What’s next for Twitter after Elon Musk’s takeover?
The tech billionare has been itching to get his hands on the social media site – we must wait and see what he does with it, writes Adam Smith
Elon Musk’s route to taking over Twitter has been long and winding. Three weeks ago, he was its largest shareholder with a seat on the board. Then he was off the board, with Twitter chief exec Parag Agrawal saying it was “for the best”. Now the entire company will be handed to the Tesla billionaire for £35bn.
Reaction has been swift among users of Twitter, which Musk has described as the world’s “digital town square”.
But he will not take over for months yet as the deal is examined by financiers, as well by regulators in the US and Europe – neither of which are expected to hold up the proceedings.

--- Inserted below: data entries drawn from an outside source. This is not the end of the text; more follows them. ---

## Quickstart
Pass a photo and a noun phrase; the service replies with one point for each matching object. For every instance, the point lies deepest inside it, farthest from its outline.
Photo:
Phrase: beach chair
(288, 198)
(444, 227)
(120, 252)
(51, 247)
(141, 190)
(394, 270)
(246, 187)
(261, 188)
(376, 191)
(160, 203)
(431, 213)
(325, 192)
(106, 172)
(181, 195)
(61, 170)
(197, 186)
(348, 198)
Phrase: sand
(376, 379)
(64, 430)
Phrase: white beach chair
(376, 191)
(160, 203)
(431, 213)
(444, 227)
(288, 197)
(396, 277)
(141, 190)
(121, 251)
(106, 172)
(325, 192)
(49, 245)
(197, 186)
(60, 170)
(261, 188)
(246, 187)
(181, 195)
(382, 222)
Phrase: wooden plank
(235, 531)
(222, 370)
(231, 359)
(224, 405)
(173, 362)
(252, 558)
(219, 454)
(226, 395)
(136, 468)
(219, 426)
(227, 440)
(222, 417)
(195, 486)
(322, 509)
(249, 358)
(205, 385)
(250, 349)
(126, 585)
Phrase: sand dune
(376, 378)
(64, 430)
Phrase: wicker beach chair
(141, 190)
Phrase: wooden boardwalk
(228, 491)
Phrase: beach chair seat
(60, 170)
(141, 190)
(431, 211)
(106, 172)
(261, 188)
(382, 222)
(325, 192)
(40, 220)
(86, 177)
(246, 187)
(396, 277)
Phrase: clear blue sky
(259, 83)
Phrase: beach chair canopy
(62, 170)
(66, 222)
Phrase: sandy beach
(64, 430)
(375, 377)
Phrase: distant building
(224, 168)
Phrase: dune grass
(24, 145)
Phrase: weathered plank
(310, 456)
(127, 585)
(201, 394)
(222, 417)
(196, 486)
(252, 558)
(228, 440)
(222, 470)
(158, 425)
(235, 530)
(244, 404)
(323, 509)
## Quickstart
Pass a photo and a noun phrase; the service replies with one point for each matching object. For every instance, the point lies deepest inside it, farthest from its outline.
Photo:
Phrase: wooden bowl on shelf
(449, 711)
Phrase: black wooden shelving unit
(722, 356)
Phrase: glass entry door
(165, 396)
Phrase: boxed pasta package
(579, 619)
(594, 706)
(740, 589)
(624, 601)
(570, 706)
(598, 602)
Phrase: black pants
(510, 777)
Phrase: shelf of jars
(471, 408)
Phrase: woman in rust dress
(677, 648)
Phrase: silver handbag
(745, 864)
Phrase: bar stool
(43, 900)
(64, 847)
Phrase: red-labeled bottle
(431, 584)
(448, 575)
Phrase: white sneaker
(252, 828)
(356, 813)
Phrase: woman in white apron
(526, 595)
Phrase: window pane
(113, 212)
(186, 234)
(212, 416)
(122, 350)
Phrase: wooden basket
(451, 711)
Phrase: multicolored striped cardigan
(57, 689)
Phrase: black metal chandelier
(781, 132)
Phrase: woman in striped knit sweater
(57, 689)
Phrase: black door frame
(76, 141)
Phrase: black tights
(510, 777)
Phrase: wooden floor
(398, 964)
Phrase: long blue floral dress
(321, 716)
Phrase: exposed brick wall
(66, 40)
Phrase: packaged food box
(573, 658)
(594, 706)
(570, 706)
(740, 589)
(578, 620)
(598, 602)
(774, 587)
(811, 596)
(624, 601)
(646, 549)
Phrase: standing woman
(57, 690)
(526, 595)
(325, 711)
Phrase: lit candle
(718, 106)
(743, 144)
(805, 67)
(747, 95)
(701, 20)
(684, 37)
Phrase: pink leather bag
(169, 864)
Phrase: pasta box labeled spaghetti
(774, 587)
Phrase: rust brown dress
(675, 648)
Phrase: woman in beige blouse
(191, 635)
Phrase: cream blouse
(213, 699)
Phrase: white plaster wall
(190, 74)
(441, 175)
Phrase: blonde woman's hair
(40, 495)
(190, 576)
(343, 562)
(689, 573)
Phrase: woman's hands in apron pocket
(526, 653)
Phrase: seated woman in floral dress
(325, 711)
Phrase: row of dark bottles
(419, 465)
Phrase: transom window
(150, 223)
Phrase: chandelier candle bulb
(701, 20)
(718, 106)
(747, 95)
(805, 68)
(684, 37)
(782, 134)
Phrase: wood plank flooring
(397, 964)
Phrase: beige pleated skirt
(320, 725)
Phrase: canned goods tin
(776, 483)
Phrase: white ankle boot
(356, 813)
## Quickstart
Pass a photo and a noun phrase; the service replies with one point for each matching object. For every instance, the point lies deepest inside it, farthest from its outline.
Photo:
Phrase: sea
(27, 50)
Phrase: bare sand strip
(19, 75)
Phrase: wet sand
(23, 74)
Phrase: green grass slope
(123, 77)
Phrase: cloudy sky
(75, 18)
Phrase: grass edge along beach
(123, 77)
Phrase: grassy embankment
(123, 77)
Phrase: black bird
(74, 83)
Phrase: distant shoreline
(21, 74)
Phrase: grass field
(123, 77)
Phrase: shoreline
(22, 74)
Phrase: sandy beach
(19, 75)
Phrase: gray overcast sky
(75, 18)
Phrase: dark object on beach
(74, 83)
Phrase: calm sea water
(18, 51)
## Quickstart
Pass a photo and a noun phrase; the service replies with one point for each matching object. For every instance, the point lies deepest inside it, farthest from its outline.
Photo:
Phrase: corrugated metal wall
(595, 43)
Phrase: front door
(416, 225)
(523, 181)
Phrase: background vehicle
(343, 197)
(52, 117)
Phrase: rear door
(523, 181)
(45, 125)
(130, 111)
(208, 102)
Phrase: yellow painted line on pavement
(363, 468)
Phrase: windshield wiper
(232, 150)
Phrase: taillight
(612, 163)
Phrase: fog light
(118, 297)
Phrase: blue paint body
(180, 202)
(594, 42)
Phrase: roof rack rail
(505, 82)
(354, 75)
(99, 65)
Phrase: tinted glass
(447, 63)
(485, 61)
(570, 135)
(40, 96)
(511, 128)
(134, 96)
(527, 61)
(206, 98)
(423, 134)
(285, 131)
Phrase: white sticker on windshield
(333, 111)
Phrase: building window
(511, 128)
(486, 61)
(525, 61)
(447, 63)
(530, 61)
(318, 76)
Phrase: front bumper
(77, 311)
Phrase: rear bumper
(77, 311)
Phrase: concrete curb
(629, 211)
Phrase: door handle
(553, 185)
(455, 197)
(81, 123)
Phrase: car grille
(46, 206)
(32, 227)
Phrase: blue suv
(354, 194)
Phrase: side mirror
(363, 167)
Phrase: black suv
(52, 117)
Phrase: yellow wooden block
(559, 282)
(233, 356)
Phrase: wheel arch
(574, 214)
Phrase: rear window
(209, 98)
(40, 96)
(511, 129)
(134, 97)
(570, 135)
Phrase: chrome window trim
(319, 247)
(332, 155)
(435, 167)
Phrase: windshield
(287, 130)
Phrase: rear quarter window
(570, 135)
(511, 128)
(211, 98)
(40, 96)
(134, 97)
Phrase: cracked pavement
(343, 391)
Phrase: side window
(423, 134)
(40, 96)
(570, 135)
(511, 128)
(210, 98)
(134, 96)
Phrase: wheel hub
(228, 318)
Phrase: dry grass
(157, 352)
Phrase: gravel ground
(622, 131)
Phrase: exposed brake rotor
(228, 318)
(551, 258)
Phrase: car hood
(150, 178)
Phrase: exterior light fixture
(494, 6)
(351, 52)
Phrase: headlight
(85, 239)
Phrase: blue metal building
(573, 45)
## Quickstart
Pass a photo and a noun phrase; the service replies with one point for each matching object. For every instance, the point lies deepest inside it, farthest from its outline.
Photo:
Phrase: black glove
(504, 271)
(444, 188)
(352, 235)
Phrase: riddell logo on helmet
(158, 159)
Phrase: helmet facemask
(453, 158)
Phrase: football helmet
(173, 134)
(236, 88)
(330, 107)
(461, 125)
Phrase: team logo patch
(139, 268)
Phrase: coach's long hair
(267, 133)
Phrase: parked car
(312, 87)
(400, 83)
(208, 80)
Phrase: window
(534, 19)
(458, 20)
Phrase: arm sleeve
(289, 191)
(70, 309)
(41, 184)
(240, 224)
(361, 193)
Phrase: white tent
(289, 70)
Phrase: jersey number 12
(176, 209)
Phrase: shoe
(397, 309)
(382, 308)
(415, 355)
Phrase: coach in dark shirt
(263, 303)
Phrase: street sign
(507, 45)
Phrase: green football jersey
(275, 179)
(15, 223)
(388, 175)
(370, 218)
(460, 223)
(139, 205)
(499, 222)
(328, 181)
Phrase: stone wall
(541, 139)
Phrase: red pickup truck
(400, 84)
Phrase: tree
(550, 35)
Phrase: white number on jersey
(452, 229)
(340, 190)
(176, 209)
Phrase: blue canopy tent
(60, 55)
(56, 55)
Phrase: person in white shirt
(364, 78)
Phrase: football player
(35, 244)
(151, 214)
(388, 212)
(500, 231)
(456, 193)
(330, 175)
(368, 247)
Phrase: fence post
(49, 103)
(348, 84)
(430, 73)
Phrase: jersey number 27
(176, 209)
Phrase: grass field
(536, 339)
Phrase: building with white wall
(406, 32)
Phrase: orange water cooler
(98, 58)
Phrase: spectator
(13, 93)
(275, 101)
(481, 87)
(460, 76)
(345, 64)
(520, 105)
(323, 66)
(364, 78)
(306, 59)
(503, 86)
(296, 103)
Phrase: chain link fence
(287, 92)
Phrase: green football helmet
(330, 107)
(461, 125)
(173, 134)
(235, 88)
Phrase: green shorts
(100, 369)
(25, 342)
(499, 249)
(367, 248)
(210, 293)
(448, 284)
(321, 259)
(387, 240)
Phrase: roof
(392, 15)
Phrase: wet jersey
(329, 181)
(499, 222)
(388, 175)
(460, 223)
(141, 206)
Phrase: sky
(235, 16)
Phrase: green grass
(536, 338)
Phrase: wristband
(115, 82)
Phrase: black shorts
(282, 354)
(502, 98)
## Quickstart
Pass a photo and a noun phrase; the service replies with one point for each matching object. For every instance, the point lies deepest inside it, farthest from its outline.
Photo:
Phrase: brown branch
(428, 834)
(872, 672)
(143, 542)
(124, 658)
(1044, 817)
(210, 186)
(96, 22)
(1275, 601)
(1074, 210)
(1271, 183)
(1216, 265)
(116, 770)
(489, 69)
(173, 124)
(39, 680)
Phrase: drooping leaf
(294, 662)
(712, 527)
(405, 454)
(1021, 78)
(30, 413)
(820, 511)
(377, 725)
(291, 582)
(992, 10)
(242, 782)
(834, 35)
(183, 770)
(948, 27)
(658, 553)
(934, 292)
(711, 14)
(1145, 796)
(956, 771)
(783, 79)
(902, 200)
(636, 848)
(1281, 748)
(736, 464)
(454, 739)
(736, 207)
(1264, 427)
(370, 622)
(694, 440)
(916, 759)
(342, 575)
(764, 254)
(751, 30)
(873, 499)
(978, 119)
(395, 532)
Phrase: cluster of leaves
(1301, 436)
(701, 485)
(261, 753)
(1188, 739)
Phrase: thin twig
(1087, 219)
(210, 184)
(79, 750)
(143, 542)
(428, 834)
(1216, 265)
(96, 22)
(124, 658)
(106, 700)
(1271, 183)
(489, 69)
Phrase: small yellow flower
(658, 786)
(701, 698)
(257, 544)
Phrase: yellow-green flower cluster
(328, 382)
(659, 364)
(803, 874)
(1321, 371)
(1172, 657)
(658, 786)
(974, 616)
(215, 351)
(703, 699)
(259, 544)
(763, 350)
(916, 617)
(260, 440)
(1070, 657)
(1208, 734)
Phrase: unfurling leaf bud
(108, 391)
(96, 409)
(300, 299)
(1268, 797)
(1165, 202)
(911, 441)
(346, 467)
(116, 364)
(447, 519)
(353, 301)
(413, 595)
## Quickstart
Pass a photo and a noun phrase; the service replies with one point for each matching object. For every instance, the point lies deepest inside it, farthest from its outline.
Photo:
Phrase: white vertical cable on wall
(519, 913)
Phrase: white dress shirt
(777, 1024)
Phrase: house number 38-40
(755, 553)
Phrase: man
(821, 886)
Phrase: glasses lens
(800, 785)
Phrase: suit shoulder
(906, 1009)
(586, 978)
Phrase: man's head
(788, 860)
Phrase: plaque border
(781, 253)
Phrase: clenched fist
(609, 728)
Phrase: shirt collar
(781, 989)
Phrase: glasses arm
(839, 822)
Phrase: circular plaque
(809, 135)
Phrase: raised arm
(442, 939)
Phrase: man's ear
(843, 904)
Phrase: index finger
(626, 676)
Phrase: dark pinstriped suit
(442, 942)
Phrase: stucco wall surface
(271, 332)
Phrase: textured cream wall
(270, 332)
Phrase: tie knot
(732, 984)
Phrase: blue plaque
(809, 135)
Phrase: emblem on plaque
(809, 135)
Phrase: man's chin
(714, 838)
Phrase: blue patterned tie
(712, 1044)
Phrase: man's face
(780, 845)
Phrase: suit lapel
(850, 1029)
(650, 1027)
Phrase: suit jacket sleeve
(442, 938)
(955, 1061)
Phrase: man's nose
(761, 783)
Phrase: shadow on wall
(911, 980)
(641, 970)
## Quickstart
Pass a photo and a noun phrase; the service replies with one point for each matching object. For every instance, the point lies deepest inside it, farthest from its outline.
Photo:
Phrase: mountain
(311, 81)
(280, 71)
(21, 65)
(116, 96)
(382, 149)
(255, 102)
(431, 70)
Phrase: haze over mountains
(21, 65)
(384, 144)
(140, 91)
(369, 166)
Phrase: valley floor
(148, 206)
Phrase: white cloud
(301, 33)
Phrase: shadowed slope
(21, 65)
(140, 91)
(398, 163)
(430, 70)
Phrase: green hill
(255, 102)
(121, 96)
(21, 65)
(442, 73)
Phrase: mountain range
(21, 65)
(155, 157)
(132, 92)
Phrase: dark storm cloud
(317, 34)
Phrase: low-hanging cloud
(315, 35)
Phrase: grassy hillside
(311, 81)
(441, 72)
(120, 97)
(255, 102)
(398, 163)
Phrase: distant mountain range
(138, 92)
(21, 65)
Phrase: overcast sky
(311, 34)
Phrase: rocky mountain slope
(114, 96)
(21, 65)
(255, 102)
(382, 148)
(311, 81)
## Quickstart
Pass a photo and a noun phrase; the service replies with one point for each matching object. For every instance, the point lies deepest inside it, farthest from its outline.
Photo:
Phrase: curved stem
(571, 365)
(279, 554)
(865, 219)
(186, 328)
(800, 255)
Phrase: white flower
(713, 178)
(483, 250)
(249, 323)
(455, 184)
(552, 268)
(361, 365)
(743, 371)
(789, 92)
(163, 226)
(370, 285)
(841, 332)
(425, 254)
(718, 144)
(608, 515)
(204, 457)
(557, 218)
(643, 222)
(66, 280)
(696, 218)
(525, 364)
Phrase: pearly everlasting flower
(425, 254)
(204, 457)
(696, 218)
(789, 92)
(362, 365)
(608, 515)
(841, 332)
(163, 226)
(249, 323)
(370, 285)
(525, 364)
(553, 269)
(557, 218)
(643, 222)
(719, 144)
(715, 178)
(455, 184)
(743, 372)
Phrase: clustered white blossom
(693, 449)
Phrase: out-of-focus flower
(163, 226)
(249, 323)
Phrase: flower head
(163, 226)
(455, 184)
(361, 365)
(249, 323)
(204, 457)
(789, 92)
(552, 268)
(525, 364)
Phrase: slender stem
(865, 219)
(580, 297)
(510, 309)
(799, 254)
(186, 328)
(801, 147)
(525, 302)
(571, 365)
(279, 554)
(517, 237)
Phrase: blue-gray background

Twitter’s shareholders will then need to vote on the deal, which is expected to close this year; while no other timetable has been set, the company has an annual meeting in May.
The question on everyone’s lips is: what is going to happen to Twitter? The unsatisfying answer is that nobody knows. There is a term in the computer industry called vapourware, which is a piece of hardware or software that has been announced to the public but may never actually be made. In 2020, TikTok was definitely going to be purchased by Microsoft, then by Walmart, then by Oracle, at the behest of President Trump. Eventually, no one bought it. Stranger things have happened.
In practical terms, Musk’s current wishlist – an edit button, eliminating cryptocurrency scams, authenticating users, and making the site’s algorithm open-source – is impossible to evaluate until it becomes more tangible.
Technology experts have pointed out that letting people see how Twitter’s algorithm works is likely to increase the proficiency of scammers rather than reduce it, as well as encouraging legislators, pundits, and trolls to post random screenshots of code to reverse-engineer the Twitter feed like a soothsayer reading tea leaves. Others say that eliminating bots is antithetical to the “free speech absolutism” to which Musk claims to subscribe.
A decade ago, one Twitter executive described the platform as the “free speech wing of the free speech party” but over the years found that such a position was untenable, and that curation was necessary. Even so, Twitter censors less than bigger platforms such as Facebook or Instagram – it allows pornography, for example – and is still nicknamed “the hellsite” by exasperated users. It’s hard to see how having fewer filters will improve that.
Many users will no doubt follow Jameela Jamil and quit the platform over Musk’s takeover. Others might join. Twitter has around 200 million global users, compared to Snapchat’s 300 million, while TikTok, Instagram, YouTube, and Facebook number in billions, so there is room for it to grow.
Twitter’s nature as a newsroom – a digital space where world events happen – is what distinguishes it from other platforms, but its sale will put it under the control of a single billionaire elite just like Mark Zuckerberg’s Facebook and Evan Spiegel’s Snapchat. It will also put Musk in the firing line of governments still tackling issues of moderation, misinformation, and other online harms, and it is unclear whether someone dedicated to colonising Mars will have time for what he might see as the trivialities of his big ideals.